Let \mathcal{K} = \{k_1, \ldots, k_m \} be a conjugacy class in the finite group G. Let R be a ring with 1.

  1. Prove that the element K = \sum_{i=1}^m k_i is in the center of the group ring R[G]. [Hint: Check that g^{-1}Kg = K for all g \in G.]
  2. Let \mathcal{K}_1, \ldots, \mathcal{K}_n be the conjugacy classes of G, and for each i, let K_i be the sum of the elements in \mathcal{K}_i (as described in part 1).
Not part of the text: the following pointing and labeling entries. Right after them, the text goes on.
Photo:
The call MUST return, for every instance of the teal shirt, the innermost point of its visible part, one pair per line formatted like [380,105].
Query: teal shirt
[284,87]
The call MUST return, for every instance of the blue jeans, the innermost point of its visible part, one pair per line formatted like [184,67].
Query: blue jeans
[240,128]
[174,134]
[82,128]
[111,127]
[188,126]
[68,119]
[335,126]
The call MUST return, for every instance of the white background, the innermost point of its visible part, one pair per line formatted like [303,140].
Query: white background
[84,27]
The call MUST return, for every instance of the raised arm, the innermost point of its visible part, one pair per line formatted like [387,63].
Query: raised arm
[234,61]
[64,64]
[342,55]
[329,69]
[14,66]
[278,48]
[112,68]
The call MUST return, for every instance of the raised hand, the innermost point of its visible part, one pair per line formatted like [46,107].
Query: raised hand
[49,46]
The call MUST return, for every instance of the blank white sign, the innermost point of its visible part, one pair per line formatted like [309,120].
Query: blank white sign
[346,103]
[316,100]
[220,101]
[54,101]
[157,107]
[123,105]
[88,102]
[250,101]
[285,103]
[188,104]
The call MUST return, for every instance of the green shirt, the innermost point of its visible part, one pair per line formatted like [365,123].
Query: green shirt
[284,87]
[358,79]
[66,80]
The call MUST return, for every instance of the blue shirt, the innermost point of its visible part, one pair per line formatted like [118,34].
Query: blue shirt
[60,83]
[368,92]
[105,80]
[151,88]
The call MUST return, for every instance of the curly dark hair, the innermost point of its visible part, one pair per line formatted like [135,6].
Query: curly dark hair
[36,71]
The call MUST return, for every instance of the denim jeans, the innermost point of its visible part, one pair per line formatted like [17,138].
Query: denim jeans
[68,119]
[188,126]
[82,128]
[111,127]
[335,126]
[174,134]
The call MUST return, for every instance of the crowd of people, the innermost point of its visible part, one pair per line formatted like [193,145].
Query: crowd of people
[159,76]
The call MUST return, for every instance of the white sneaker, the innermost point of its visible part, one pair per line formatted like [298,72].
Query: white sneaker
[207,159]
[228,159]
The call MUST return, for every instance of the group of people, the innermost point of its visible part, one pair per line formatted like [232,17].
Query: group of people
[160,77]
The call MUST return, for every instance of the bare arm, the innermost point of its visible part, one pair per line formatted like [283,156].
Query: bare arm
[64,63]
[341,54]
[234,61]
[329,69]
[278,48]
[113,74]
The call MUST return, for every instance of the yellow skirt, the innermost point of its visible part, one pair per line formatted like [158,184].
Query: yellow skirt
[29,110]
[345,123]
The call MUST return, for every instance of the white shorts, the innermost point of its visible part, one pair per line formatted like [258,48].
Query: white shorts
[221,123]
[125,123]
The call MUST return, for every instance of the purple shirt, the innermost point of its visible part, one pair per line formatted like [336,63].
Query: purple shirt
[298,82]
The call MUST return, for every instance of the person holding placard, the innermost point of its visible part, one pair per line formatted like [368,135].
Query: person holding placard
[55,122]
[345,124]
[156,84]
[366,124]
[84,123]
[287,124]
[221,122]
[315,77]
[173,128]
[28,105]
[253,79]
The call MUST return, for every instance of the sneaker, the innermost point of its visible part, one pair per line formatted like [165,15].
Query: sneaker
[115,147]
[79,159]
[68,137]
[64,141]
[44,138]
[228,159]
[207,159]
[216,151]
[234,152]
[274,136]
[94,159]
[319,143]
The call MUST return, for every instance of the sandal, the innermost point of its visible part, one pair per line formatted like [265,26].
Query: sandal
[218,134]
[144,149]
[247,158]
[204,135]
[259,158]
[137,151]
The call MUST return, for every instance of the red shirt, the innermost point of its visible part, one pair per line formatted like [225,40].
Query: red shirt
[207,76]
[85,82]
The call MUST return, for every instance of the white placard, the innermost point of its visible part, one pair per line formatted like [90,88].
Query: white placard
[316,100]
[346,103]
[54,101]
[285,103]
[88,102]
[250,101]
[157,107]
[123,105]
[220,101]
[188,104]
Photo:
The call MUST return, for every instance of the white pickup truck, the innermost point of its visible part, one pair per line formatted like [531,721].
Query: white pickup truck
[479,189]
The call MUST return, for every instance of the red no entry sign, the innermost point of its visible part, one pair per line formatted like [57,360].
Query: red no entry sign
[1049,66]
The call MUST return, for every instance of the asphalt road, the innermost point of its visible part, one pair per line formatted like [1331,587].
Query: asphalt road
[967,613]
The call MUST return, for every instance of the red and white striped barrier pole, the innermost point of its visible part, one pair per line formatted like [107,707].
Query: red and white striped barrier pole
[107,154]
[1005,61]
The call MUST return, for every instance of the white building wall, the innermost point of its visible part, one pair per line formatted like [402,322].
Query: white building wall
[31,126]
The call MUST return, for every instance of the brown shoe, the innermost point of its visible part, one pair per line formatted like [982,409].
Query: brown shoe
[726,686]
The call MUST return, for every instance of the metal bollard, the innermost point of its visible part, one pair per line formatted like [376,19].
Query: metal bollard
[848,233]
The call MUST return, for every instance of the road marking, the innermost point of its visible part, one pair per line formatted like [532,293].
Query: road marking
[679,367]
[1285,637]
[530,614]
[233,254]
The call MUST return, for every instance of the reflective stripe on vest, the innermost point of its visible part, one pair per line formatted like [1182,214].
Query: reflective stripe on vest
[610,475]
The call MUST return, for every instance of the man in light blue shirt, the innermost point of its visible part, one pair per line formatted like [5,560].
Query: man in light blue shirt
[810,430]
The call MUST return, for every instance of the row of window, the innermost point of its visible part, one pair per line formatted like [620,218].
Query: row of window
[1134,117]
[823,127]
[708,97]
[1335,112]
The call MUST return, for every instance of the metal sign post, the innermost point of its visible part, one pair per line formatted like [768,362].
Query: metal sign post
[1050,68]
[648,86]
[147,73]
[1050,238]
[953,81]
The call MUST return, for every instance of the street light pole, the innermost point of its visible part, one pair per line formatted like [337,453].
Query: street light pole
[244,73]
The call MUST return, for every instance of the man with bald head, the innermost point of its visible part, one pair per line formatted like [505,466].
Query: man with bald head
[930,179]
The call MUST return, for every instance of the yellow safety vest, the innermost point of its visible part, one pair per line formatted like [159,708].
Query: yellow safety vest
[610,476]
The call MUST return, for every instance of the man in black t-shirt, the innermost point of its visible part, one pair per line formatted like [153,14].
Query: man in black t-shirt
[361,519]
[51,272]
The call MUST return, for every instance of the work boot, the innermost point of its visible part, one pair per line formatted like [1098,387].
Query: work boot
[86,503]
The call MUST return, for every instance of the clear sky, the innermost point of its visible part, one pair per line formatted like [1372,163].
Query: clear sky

Prove that an element \alpha \in R[G] is in the center if and only if \alpha = \sum_{i=1}^n a_iK_i for some elements a_i \in Z(R).

  1. Let g \in G. Note that conjugation by g permutes the elements of \mathcal{K}, so that (as an element of R[G]) we have g^{-1}Kg = g^{-1} \left( \sum_{i=1}^m k_i \right) g = \sum_{i=1}^m g^{-1}k_ig = \sum_{i=1}^m k_i = K. Thus gK = Kg for all g \in G. Then for all M = \sum_{i=1}^t r_i g_i \in R[G], we see the following.
    KM  =  \left( \displaystyle\sum_{i=1}^m k_i \right) \left( \displaystyle\sum_{j=1}^t r_j g_j \right)
     =  \displaystyle\sum_{i=1}^m \displaystyle\sum_{j=1}^t r_j k_i g_j
     =  \displaystyle\sum_{j=1}^t \displaystyle\sum_{i=1}^m r_j k_i g_j
     =  \displaystyle\sum_{j=1}^t r_j \left( \displaystyle\sum_{i=1}^m k_i \right) g_j
     =  \displaystyle\sum_{j=1}^t r_j K g_j
     =  \displaystyle\sum_{j=1}^t r_j g_j K
     =  \left( \displaystyle\sum_{j=1}^t r_j g_j \right) K
     =  MK

    Thus K \in Z(R[G]).

  2. First we show that N = \sum_{i=1}^n a_i K_i \in Z(R[G]). Let M = \sum_{j=1}^t r_j g_j \in R[G]. Then we have the following.
    NM  =  \left( \displaystyle\sum_{i=1}^n a_i K_i \right) M
     =  \displaystyle\sum_{i=1}^n a_i K_i M
     =  \displaystyle\sum_{i=1}^n a_i M K_i
     =  \displaystyle\sum_{i=1}^n a_i \left( \displaystyle\sum_{j=1}^t r_j g_j \right) K_i
     =  \displaystyle\sum_{i=1}^n \left( \displaystyle\sum_{j=1}^t a_i r_j g_j \right) K_i
     =  \displaystyle\sum_{i=1}^n \left( \displaystyle\sum_{j=1}^t r_j a_i g_j \right) K_i
     =  \displaystyle\sum_{i=1}^n \left( \displaystyle\sum_{j=1}^t r_j g_j \right) a_i K_i
     =  \left(\displaystyle\sum_{j=1}^t r_j g_j \right) \left( \displaystyle\sum_{i=1}^n a_i K_i \right)
     =  MN

    Thus N \in Z(R[G]).

    Now let M = \sum_{i=1}^t r_i g_i \in Z(R[G]). First, let s \in R be arbitrary. By examining each coefficient of Ms = sM, we see that r_i \in Z(R) for all i. Now recall that G acts transitively (by conjugation) on each of its conjugacy classes. If K is a conjugacy class of G and g_1,g_2 \in K, then we have h^{-1}g_1h = g_2 for some h \in G. The coefficient of g_2 in M = g^{-1}Mg is r_2 on one hand and r_1 on the other, so that in fact r_1 = r_2. In fact the coefficient of each g_i \in K is r_1, and we have M = \sum_{i=1}^m r_i K_i.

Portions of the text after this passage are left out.